Bribes, tribes, and markets that fail... These three go hand in hand in countries struggling to switch from a state-controlled economy to the free market, according to Robert Klitgaard. More than fifty countries in Eastern Europe, Africa, Asia, and Latin America are attempting that switch--so-called structural adjustment. It's nothing less than a worldwide economic revolution, and now the time has come for Adjusting to Reality.
Originally published in 1991, Robert Klitgaard's classic book addresses questions of enduring relevance in a lively and insightful way. Bribes, tribes, and markets that fail--these are the realities in many developing countries. The usual strategies for reform--be they capitalist or socialist--have failed to address them effectively. What is to be done when economic reforms leave the poor behind or when when new constitutions and elections are undercut by inefficient bureaucracies, overcentralization, and corruption? And what to do about persistent ethnic inequalities within developing countries?
The book provides inspiring examples from around the world, as well as analytical frameworks to guide inclusive policy discussion.
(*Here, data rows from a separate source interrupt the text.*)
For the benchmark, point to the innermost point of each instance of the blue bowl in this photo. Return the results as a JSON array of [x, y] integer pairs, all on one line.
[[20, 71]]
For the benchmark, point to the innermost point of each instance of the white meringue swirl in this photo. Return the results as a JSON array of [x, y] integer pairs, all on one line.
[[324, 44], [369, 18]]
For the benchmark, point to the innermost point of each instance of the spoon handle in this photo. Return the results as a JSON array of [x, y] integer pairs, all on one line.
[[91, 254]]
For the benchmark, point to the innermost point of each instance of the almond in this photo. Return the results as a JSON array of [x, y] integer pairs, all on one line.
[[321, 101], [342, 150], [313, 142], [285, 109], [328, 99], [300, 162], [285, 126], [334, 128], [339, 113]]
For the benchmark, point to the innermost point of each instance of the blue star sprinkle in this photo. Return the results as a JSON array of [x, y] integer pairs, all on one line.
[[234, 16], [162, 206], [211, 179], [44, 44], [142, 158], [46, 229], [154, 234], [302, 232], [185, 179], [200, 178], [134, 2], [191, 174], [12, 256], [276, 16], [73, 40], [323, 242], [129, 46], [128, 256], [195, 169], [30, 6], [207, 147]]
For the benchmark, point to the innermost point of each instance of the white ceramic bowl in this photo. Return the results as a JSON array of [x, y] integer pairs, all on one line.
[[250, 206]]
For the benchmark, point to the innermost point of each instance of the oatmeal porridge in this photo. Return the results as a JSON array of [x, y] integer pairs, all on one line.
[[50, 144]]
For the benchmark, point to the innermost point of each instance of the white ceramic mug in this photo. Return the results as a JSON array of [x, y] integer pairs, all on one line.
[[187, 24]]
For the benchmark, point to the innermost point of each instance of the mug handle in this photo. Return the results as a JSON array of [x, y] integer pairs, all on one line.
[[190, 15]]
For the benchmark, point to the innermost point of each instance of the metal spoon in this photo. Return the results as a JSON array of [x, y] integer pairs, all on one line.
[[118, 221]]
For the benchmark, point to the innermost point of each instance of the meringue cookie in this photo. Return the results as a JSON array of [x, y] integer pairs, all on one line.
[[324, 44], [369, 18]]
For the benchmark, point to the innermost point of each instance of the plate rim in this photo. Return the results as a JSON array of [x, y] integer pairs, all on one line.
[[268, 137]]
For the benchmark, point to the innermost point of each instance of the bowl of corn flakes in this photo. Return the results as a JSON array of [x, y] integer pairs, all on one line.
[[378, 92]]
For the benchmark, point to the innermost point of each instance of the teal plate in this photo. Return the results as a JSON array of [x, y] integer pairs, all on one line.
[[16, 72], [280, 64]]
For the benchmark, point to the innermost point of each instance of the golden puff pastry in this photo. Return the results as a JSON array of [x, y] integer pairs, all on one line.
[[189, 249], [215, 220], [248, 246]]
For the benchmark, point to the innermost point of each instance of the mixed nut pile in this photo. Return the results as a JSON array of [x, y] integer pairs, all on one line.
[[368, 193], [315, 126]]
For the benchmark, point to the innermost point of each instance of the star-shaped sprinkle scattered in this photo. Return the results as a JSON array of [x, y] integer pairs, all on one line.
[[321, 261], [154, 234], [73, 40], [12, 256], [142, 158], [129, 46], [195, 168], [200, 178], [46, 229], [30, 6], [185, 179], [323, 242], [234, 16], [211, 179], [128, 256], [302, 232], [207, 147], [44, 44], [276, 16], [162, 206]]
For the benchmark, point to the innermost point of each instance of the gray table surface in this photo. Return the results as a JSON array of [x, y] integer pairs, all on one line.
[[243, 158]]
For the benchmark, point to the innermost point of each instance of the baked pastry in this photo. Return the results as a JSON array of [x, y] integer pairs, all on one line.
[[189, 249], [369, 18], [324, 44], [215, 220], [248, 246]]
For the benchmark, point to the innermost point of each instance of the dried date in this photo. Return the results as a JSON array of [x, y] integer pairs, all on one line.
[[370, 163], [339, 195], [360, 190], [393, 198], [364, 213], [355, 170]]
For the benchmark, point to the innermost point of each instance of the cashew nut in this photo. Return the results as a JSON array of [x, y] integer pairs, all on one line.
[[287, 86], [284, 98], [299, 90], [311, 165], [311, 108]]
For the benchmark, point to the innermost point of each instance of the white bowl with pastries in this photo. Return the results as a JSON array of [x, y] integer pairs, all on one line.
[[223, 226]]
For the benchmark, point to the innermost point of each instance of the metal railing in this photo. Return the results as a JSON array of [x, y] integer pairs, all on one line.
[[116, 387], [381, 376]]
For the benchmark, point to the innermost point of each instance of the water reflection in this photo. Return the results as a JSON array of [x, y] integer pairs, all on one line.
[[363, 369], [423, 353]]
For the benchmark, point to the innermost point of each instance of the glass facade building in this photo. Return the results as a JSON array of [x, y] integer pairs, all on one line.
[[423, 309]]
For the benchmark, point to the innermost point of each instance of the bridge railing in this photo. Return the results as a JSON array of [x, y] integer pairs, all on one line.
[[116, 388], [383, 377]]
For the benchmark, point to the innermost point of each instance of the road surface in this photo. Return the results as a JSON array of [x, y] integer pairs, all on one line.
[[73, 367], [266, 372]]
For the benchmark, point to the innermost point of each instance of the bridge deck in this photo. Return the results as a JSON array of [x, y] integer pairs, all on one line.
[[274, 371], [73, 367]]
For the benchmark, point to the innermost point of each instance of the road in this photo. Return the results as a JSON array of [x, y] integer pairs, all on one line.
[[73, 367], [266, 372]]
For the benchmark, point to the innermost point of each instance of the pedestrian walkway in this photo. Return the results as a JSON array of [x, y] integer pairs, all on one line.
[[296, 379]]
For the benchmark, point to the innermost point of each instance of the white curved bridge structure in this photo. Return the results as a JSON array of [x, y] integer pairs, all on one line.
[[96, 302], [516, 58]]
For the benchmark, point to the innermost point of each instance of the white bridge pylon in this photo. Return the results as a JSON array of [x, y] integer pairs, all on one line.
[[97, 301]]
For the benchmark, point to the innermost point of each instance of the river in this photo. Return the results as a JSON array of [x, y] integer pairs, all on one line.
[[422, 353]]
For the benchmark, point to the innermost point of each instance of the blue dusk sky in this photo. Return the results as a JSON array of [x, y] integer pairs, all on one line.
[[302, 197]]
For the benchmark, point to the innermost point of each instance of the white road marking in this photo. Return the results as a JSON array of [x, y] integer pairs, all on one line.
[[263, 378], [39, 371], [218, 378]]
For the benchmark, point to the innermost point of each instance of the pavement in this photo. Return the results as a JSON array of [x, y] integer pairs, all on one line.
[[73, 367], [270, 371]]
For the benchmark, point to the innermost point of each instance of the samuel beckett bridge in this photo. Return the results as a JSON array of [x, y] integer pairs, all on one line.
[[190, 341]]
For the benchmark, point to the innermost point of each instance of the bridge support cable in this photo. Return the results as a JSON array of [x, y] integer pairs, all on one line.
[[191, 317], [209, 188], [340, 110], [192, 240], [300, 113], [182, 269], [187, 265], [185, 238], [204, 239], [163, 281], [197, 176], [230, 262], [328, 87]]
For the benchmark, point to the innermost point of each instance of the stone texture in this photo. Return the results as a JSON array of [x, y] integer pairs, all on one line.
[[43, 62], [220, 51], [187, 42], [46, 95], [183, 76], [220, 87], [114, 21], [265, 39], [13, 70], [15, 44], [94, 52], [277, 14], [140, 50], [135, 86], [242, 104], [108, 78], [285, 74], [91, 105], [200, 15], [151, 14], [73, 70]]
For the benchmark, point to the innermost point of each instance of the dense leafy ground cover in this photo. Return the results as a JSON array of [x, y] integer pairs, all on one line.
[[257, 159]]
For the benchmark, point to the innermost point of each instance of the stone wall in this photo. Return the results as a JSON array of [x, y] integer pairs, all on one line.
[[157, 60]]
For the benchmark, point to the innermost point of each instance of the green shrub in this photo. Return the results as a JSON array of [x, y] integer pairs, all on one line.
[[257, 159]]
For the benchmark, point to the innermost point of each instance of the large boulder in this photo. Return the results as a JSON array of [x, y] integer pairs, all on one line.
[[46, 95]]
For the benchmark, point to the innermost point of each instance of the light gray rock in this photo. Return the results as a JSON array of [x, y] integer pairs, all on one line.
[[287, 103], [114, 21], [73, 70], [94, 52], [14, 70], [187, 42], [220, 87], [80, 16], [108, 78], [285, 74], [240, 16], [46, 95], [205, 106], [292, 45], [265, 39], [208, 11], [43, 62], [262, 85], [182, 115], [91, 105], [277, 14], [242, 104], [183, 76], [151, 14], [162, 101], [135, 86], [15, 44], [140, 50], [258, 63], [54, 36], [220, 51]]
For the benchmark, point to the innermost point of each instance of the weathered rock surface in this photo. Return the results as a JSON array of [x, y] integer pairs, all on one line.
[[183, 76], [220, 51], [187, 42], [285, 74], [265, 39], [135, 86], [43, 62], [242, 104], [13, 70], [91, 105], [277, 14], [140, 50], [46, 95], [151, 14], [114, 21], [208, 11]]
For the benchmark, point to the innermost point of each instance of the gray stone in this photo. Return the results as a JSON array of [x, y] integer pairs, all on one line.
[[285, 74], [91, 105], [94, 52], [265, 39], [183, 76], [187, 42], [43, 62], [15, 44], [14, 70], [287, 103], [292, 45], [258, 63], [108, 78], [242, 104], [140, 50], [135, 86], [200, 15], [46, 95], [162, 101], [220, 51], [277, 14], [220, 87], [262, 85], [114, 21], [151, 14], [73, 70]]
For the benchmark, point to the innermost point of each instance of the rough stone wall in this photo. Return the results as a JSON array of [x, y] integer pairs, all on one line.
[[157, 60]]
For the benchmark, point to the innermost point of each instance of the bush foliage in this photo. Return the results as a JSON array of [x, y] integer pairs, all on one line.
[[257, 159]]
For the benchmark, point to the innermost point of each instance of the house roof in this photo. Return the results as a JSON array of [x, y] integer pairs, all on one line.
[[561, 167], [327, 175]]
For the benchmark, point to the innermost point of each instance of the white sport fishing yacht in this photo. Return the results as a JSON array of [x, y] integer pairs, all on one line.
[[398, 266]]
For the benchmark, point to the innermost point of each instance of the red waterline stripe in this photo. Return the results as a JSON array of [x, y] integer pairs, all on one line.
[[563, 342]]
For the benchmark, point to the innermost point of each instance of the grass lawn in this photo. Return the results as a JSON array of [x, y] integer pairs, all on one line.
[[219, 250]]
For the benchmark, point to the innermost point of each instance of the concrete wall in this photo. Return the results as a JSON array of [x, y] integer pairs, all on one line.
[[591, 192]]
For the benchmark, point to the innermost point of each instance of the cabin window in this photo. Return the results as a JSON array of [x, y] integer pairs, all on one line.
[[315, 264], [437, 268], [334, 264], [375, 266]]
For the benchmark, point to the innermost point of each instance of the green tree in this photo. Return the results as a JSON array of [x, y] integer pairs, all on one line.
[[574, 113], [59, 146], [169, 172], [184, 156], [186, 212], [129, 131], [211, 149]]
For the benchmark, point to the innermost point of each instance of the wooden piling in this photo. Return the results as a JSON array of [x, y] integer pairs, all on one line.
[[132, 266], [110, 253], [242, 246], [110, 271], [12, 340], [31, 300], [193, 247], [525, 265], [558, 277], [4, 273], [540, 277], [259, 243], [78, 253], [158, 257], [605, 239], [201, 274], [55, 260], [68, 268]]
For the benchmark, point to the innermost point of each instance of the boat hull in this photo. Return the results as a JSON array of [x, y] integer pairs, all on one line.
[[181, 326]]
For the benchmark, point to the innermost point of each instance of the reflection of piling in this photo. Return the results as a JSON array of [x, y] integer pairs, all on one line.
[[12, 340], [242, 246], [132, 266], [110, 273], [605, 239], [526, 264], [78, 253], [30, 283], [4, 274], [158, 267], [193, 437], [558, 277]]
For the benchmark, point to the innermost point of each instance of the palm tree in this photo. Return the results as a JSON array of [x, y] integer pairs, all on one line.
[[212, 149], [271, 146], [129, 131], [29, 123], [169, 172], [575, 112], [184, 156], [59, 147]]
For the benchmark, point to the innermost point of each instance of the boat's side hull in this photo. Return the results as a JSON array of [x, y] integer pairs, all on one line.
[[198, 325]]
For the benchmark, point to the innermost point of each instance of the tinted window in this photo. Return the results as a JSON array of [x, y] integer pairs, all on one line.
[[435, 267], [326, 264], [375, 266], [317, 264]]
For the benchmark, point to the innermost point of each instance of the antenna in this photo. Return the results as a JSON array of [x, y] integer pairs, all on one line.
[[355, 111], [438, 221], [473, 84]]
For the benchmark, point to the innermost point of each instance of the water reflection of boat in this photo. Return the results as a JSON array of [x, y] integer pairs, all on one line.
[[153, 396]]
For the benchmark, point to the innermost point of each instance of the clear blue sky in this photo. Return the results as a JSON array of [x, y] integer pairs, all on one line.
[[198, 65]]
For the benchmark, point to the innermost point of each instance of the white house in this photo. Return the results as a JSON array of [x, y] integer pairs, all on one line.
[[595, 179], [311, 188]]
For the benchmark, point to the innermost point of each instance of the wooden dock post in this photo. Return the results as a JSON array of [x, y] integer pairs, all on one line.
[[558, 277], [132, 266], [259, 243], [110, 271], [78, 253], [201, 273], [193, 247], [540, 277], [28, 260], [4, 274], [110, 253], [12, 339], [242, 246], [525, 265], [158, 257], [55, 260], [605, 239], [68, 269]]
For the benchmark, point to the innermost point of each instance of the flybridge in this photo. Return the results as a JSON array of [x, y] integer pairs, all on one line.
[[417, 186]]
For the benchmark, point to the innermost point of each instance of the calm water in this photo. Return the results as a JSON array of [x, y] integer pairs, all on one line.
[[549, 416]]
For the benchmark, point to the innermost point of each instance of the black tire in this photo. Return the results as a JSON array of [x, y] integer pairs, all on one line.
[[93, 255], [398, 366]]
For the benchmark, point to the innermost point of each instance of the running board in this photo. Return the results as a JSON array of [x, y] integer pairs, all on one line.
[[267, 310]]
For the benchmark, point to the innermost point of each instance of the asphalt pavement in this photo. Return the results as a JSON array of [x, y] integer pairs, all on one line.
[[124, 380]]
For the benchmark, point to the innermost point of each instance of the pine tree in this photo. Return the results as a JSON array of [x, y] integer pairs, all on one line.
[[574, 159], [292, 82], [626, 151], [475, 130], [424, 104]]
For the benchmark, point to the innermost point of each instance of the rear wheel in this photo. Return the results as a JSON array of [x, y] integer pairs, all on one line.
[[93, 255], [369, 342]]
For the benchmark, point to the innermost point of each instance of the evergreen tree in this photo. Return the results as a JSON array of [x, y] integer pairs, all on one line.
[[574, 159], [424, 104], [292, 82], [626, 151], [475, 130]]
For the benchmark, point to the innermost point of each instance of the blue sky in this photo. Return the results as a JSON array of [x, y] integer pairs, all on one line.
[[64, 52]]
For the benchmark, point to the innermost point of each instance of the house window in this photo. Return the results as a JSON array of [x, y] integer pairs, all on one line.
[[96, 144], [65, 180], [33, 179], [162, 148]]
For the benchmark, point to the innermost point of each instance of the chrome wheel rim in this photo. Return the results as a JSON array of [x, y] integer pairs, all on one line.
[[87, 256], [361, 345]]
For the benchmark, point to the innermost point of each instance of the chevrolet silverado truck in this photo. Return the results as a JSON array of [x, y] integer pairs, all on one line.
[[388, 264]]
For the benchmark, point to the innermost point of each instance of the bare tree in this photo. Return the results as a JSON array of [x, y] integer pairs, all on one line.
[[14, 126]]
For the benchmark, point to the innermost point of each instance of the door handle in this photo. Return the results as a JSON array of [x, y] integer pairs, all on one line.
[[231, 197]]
Theorists will enjoy the novel uses of industrial economics, the theory of the firm, and the economics of discrimination. The book highlights overlooked causes of underdevelopment: imperfect information and weak information processing in individuals and institutions.
In the preface, the former President of Panama, Dr. Nicolás Ardito Barletta, writes:
"Poverty, Klitgaard argues, is--and should be--a principal concern of development strategists, but policy makers and analysts will continue to run from pillar to post in their search for a cure unless they can adjust their development schemes to reality...."
"The new approach that the author proposes is based on two fundamental principles. One is that the proper choice of economic strategies cannot be determined in the abstract but depends on particular circumstances... The other is that information is at the heart of problems in the real world of the developing countries... Klitgaard offers examples from Bolivia, Brazil, India, Indonesia, Malaysia, Pakistan, Peru, and the Philippines to make his point.
"The author suggests creative ways in which the state and citizens themselves can solve their own 'inevitably unique problems.' One of the key tasks, in Klitgaard's view, is to ensure that environments are rich in information. This volume offers a broad framework for policy analysis that moves us closer to intelligent solutions to the real problems of the real poor in the modern world."